State v. White

The opinion of the court was delivered by

McEnery, J.

The defendant was convicted of manslaughter and sentenced to hard labor. He appealed. He relies upon a bill of exception taken to the charge of the trial judge and on a motion for a new trial.

The exception to the charge is that the trial judge dwelt upon particular facts in the case and gave an unfair and undue prominence to testimony of the only witness for the State. In his statement *1445appended to the bill the trial judge says he can not give his assent to the facts stated in the bill, and that there was no conflict in the testimony of all the witnesses as to who was the aggressor in the fatal affray. “ That portion of the charge objected to presented to the jury, by way of illustration, a merely hypothetical case, without assuming any fact as proven or disproven.”

His statement brings this case within the rulings of State vs. Smith, 11 An. 633; State vs. Dennison, 44 An. 136. In the bill of exception no testimony is brought up to show that any witness testified to a state of facts in opposition to the illustration given by the trial judge, or that his charge was based on the testimony of the State witness which had been controverted by other witnesses.

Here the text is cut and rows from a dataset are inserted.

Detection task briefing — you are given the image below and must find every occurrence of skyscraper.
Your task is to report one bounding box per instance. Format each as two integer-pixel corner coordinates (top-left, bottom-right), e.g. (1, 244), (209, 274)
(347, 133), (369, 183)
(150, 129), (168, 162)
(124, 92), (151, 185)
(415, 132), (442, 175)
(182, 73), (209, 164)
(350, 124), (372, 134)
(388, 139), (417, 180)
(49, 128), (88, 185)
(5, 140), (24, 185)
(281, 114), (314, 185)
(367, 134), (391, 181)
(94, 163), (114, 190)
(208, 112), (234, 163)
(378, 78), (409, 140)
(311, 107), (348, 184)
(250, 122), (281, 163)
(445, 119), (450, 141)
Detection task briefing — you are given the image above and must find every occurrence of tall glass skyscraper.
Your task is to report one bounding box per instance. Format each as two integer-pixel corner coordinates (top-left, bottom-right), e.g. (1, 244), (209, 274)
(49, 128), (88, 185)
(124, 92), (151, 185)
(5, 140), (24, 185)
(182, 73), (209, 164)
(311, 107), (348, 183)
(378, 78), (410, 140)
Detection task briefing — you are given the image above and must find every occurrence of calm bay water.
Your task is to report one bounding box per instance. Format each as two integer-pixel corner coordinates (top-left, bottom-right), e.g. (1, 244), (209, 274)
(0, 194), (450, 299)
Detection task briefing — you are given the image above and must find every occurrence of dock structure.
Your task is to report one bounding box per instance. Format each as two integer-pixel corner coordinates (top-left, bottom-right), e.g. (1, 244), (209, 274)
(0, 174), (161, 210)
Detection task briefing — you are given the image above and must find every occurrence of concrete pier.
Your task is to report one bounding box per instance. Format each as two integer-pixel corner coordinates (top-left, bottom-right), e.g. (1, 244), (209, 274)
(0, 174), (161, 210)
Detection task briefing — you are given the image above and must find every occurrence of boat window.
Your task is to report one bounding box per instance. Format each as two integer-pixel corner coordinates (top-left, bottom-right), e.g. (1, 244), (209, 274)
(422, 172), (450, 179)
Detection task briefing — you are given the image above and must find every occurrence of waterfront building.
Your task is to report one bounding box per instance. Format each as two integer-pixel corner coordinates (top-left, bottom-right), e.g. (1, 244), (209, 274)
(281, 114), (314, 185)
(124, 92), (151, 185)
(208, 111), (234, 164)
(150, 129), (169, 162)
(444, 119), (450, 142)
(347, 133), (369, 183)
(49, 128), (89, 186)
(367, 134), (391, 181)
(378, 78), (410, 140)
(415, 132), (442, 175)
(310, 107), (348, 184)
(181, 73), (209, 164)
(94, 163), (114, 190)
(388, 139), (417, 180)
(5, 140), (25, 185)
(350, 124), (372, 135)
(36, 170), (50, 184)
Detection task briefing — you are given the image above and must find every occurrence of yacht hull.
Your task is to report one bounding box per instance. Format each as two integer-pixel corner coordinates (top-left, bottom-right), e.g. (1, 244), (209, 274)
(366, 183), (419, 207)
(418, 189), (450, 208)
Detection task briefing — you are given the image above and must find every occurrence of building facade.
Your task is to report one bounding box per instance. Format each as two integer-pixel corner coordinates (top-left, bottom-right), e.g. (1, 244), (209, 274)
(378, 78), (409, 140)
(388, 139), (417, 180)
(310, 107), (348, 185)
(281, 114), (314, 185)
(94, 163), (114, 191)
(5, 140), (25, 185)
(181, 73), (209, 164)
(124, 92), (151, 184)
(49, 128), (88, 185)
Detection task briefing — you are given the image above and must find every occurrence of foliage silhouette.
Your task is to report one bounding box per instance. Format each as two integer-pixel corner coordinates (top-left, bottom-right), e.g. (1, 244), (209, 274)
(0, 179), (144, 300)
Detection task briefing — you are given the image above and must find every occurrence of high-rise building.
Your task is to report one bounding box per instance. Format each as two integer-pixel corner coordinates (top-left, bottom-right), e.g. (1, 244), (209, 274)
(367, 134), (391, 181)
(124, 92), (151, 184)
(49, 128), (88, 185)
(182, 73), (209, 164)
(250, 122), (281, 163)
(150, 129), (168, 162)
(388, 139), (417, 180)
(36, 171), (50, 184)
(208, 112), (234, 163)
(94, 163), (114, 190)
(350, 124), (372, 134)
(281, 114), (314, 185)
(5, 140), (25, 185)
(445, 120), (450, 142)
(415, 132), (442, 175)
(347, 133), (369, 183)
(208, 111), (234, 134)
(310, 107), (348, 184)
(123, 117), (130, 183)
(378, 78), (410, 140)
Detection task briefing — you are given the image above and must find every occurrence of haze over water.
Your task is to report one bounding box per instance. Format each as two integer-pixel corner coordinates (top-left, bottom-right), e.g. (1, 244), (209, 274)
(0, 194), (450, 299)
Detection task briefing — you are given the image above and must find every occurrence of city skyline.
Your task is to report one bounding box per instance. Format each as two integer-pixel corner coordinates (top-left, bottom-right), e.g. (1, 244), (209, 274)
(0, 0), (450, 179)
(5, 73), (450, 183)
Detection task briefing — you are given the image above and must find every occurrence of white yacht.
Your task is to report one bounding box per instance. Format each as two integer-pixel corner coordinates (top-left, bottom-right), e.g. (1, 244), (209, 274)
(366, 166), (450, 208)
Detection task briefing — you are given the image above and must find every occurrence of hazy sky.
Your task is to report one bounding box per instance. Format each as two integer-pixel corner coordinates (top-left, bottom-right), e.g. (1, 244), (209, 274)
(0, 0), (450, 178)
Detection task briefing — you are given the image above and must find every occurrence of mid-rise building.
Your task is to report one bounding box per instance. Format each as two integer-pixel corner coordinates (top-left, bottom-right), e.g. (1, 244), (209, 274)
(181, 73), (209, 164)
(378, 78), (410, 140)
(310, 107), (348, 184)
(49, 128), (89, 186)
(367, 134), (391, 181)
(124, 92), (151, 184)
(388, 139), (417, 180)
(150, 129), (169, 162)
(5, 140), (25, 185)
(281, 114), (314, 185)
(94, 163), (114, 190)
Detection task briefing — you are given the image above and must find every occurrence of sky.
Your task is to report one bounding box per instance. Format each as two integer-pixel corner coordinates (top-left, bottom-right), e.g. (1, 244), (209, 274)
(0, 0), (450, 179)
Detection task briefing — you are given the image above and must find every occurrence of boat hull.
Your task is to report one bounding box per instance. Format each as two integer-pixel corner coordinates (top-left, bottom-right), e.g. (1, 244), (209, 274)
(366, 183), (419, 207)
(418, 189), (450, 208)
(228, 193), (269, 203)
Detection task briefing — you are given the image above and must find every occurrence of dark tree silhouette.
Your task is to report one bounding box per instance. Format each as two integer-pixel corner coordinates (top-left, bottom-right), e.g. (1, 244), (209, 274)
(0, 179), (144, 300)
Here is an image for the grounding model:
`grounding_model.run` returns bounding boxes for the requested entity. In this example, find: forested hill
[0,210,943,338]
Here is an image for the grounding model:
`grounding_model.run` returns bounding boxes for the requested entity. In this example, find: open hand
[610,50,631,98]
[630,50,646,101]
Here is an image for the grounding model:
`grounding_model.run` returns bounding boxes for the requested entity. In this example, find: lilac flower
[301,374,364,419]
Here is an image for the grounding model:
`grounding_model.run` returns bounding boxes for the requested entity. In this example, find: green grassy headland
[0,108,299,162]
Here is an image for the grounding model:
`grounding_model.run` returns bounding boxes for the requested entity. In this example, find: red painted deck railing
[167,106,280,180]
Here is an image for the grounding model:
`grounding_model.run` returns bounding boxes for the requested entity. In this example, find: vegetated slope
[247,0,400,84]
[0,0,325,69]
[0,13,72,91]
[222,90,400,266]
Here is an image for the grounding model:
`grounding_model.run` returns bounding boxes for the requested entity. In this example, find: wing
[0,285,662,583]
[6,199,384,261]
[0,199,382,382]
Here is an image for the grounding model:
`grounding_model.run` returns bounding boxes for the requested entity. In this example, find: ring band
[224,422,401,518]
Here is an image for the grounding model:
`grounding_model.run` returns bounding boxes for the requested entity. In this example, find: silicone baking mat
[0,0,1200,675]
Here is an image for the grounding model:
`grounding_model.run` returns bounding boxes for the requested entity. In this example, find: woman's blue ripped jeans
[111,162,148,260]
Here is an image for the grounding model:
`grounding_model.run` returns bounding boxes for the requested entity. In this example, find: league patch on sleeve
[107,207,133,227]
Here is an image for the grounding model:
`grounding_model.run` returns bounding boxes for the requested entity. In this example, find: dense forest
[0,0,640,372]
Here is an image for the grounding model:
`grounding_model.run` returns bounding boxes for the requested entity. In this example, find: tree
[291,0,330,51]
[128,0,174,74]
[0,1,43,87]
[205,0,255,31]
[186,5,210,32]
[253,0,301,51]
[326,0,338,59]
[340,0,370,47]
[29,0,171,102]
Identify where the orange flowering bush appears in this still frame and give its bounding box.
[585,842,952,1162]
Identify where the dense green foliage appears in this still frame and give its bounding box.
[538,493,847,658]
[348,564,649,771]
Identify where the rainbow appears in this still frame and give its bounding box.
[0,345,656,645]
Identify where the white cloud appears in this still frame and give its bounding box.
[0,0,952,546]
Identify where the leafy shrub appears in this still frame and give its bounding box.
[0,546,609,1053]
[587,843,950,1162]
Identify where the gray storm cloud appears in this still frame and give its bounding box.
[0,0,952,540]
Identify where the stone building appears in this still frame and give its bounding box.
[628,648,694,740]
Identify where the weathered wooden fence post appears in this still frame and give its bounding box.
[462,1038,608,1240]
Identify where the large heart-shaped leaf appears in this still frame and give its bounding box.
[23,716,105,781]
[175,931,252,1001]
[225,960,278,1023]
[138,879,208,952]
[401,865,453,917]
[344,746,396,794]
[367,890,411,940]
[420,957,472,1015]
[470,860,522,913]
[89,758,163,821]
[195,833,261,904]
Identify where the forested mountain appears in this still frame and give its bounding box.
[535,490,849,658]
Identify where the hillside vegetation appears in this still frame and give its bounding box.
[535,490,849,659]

In these hypothetical statements it is the duty of the judge not to trench upon controverted facts, and so state the case that the jury may assume that a certain state of facts has been proved. But this from the judge’s statement does not seem to be the case here.

The bill of exception in relation to the refusal to grant a new trial is based on the statement of a juror. It was shown on the trial of the motion for a new trial that one of the jurors had gone to the water closet. When he came out one of the deputy sheriffs said to him: “ I guess this is good for all night.” The juror, Switzer, replied: “Oh, no! I’ll wind it up in a short while; one way or the other will suit me.”

Any act of jurors clearly indicating a disregard of the solemn duty imposed upon them and a disregard of the solemnity of their oaths will be sufficient to avoid the verdict. When the juror was sworn the defendant had a right to believe that he would give hiña a fair and impartial trial from the testimony adduced on the trial. He could not expect that the juror would give no weight to the testimony and consult his own convenience and pleasure, and make it a matter of indifference whether he would convict or acquit the defendant, if in that way he could avoid the unpleasant confinement for a night in the jury room.

The juror may have reconsidered his declaration of indifference as to the manner in which the ease was to be decided. But of this we can know nothing, and must accept his declared intention to acquit or convict, according as a vote either way would relieve him from jury duty and a night’s confinement in cáse of disagreement.

The sentence and verdict are annulled and avoided, and it is now *1446ordered that the case be remanded to be proceeded with in due course of law.